Не оставит ли устранение субъектного употребления "я" пробел в нашем понимании самих себя? На данный момент существует по крайней мере два релевантных прочтения "понимания": индивидуальное самопонимание и теоретическое самопонимание. Их необходимо различать. Рассмотрим первый случай, в котором индивидуальная система, обладающая PSM, перестала (или даже не начинала) использовать "я" для обозначения себя как субъекта. Предположим, что она сделала это не по идеологическим соображениям, а искренне. Я могу представить себе два класса феноменальных систем, обладающих этой особенностью: просветленные человеческие существа или машины, о которых вкратце говорилось выше.3 Общим для обоих типов систем является то, что они удовлетворяют необходимым ограничениям для того, чтобы быть сознательными, в то время как их самомодель полностью непрозрачна. Они интроспективно3 осознают свои Я-модели как репрезентативные структуры, поскольку более ранние этапы обработки постоянно доступны им с точки зрения внимания (см. раздел 6.4.3). Феноменальное свойство самости не инстанцируется этими системами. Если они работают в рамках ПМИР, то не обладают сознательно переживаемой перспективой первого лица, а только тем, что я назвал сознательно переживаемой перспективой первого объекта.
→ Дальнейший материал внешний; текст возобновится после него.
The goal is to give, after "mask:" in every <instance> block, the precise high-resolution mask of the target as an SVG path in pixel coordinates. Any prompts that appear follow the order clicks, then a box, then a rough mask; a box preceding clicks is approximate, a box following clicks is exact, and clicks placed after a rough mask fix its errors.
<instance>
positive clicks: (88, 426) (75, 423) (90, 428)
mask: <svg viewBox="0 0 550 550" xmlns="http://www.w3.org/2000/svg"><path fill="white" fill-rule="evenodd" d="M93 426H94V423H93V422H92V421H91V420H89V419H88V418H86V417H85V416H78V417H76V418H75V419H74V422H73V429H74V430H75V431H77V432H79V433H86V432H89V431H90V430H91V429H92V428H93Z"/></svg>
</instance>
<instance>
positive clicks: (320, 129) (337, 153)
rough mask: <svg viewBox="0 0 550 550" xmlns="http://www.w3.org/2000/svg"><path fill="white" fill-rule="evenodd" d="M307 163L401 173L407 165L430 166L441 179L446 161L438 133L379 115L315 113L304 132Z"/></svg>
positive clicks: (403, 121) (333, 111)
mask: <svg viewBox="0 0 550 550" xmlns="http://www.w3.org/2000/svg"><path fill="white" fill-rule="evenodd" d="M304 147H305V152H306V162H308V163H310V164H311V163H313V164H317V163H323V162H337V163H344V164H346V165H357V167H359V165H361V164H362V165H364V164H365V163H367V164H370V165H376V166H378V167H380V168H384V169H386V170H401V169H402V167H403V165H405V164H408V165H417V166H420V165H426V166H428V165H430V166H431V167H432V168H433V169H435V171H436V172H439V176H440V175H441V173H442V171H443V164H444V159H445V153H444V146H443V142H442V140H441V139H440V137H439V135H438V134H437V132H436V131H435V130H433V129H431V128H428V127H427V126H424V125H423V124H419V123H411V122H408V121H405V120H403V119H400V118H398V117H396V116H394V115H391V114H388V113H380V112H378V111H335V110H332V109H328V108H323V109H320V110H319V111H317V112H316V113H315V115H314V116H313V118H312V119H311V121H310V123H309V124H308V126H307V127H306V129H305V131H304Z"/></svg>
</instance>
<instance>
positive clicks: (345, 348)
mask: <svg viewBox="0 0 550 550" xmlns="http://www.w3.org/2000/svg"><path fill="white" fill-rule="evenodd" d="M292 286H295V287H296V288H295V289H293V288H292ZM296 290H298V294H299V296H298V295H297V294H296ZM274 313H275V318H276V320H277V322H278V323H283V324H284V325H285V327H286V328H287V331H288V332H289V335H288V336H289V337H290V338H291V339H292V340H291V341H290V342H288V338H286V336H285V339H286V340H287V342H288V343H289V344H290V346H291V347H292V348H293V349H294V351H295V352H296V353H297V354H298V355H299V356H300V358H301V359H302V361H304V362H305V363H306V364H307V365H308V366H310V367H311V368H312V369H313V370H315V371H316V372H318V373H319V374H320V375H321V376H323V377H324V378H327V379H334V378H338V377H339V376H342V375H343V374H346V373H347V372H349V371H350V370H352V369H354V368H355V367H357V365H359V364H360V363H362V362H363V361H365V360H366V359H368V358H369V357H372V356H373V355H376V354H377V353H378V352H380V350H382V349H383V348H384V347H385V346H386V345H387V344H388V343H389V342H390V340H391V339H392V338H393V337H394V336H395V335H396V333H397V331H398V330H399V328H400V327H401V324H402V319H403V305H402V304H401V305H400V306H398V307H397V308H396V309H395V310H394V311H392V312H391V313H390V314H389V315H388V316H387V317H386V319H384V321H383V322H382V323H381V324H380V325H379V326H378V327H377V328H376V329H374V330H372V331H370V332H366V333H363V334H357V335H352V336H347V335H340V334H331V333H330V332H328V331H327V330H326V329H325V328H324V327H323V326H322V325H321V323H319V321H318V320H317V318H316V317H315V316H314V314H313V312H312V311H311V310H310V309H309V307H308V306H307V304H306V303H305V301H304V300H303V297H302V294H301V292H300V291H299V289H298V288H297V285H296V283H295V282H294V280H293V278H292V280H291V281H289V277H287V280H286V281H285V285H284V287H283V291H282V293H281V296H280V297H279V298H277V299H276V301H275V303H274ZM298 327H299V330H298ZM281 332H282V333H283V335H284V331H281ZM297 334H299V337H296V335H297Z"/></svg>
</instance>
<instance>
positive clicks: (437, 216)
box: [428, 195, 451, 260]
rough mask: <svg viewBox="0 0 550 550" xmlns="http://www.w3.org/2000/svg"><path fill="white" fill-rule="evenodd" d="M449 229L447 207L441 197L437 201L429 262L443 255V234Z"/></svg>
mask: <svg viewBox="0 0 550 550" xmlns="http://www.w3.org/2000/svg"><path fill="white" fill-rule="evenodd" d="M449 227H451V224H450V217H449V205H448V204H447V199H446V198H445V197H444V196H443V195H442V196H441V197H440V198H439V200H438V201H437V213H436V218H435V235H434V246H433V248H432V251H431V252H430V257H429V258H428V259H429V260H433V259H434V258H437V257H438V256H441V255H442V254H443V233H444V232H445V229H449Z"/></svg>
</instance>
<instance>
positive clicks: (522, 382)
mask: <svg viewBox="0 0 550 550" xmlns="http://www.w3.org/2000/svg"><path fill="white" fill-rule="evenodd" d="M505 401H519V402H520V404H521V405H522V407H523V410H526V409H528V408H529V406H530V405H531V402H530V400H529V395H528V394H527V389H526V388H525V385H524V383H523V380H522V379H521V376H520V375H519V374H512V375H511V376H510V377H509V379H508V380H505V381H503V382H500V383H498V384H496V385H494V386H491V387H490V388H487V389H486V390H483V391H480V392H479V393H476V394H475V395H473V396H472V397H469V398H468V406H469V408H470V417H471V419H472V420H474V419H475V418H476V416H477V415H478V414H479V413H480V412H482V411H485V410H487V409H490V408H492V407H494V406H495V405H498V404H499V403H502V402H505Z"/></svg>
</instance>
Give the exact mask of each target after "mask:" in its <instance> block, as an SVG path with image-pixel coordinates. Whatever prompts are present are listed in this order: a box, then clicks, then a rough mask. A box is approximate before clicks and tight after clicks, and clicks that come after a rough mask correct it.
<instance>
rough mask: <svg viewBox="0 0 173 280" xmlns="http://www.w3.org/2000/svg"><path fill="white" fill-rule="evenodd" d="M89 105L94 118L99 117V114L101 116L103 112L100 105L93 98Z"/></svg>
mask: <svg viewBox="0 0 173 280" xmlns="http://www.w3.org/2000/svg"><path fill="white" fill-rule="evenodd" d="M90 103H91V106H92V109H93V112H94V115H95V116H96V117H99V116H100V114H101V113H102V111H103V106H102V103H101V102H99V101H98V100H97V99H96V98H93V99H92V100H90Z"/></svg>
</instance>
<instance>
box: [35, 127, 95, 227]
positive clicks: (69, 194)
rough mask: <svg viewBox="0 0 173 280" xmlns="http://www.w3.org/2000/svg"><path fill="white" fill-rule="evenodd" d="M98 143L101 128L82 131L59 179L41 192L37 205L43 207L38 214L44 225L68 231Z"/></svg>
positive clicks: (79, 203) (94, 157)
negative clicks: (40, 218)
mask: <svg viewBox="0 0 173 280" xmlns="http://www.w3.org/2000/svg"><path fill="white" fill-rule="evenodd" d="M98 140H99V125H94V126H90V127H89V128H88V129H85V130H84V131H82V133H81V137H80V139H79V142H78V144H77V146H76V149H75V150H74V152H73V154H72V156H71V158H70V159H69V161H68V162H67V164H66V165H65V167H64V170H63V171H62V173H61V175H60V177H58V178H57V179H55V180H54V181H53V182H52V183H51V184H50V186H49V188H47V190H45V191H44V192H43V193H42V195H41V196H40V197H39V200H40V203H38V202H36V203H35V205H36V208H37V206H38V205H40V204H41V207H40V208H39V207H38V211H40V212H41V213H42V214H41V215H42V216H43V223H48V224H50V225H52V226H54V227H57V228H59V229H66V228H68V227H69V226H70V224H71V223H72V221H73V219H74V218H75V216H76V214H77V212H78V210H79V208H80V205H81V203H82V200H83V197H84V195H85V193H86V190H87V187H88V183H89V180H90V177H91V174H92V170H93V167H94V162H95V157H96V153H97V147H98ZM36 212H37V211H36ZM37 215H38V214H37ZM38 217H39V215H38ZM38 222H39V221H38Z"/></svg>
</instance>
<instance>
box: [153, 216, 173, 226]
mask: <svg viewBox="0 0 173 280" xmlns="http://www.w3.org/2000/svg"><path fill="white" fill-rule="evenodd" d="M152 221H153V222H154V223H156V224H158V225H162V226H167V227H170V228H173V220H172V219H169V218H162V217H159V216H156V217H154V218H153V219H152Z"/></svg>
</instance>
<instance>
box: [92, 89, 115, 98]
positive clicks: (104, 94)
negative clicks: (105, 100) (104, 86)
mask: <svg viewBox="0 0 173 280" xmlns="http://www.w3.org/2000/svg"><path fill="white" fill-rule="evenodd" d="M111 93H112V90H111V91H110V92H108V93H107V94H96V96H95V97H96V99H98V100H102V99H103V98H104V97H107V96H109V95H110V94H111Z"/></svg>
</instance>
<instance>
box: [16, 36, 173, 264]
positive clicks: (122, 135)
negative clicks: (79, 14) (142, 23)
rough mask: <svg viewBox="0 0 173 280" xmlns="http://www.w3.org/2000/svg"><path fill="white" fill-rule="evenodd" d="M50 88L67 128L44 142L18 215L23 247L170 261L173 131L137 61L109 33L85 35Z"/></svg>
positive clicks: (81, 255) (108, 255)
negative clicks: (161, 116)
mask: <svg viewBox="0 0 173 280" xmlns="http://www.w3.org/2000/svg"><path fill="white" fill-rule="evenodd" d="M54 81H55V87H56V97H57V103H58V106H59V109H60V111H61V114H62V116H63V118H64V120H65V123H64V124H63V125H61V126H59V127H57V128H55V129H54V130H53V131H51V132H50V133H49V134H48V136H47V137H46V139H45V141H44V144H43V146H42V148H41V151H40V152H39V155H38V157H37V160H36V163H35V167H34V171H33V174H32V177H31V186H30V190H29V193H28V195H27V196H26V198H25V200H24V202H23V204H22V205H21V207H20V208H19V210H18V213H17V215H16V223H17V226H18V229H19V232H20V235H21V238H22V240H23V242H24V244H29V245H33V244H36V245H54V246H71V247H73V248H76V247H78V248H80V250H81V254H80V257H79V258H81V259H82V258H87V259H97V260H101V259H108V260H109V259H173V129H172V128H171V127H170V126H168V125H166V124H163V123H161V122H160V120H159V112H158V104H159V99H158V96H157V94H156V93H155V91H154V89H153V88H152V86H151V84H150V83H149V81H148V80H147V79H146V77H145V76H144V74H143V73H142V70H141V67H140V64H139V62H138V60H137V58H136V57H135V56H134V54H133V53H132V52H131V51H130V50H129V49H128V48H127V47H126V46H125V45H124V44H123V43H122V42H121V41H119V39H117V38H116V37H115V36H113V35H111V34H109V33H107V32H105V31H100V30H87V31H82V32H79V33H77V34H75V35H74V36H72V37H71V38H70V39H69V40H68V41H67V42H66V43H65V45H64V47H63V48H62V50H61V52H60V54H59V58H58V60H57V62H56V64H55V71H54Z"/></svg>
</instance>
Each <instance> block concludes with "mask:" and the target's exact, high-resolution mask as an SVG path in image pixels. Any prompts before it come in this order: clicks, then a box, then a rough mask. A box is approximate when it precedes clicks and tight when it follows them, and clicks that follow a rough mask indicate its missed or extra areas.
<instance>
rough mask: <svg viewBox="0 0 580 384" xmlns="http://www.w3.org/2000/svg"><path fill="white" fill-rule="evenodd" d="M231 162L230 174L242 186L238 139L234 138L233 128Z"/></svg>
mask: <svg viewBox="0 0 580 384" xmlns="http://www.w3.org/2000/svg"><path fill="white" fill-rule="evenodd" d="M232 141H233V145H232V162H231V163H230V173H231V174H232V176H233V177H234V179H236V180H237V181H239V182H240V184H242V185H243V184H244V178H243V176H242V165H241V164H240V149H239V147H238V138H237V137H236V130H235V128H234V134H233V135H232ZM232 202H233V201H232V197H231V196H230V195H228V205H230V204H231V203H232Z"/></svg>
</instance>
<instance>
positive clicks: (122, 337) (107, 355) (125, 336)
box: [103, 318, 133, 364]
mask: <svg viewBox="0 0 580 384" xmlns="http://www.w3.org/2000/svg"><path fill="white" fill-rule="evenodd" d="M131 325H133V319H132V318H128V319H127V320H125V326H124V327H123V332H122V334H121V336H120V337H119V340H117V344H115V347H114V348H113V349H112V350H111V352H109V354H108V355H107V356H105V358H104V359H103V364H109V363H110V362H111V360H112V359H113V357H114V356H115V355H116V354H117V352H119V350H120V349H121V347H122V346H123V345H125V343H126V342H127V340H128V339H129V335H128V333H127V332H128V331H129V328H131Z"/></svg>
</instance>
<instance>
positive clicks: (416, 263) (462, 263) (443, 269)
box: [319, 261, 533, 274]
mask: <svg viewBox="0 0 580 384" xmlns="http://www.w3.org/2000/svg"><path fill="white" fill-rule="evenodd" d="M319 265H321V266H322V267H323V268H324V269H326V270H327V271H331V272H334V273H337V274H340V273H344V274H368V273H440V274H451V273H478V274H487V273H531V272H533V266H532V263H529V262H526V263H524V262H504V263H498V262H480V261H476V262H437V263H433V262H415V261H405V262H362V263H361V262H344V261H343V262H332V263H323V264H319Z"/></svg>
Их разновидность сознания вполне может быть биологическим сознанием (см. раздел 3.2.11), но это точно не будет феноменологически субъективное сознание.
В этот момент становится очевидным, что да, такие существа действительно будут иметь совершенно иное индивидуальное представление о себе - по крайней мере, по сравнению с обычными людьми, такими как мы с вами. Причина в том, что они жили бы в совершенно ином типе феноменальной реальности, реальности, глубоко контринтуитивной для большинства из нас, реальности, которая кажется нам феноменально невозможной, потому что мы не можем даже представить ее - мы конституционно неспособны запустить соответствующие ментальные симуляции в нашем мозгу (см. раздел 2.3). Если бы мы столкнулись с представителями этого класса систем, то в попытках понять их, несомненно, пришлось бы преодолеть глубокий разрыв. Если бы мы сами стали такими системами, произошел бы столь же драматический сдвиг не только в общей структуре нашей сознательной реальности, но и в нашем понимании самих себя. Целый набор возможных истин (например, о природе нашего "я") стал бы недоступен, потому что таких истин не существовало бы - наше понимание было бы лишь пониманием себя в гораздо более слабом смысле. То же самое было бы верно и в сценарии с машиной. Теперь давайте обратимся ко второму прочтению нашего первоначального вопроса.
Не приведет ли отказ от предметного употребления "я" - скажем, в научных и философских кругах - к пробелам в нашем теоретическом понимании самих себя? Давайте рассмотрим недавний пример. Томас Нагель (1986, p. 58 и далее) знаменито указал, что устранение конкретной мысли от первого лица "Я есть TN" в пользу ее безличных условий истинности оставляет значительный пробел в нашем представлении о мире. Его общая мысль заключается в том, что все факты, делающие такие самореферентные высказывания от первого лица истинными, могут быть выражены высказываниями от третьего лица, но, как утверждает Нагель, они не могут быть ими заменены. Теперь мы гораздо лучше понимаем, как такие высказывания от третьего лица могут выглядеть на разных уровнях описания (см., в частности, раздел 6.4.4). Например, вместо того чтобы сказать: "Сегодня я чувствую себя очень счастливым", мы (или наша бескорыстная сознательная машина) могли бы сказать что-то вроде: "Эмоциональный слой PSM, активируемый в данный момент мозгом этого организма, находится в состоянии, близком к оптимальному". Если бы это был правдивый аутофеноменологический отчет, мы были бы одной из бескорыстных систем, о которых только что шла речь. Но когда Томас Нагель разработал прекрасное философское видение "Взгляда из ниоткуда", он вовсе не был бескорыстным. Если бы Нагель когда-либо действительно смотрел на мир из ниоткуда, то у него не было бы никаких автобиографических воспоминаний, относящихся к этому эпизоду. A fortiori он не смог бы предложить своим читателям неокартезианскую интерпретацию этого феноменального эпизода.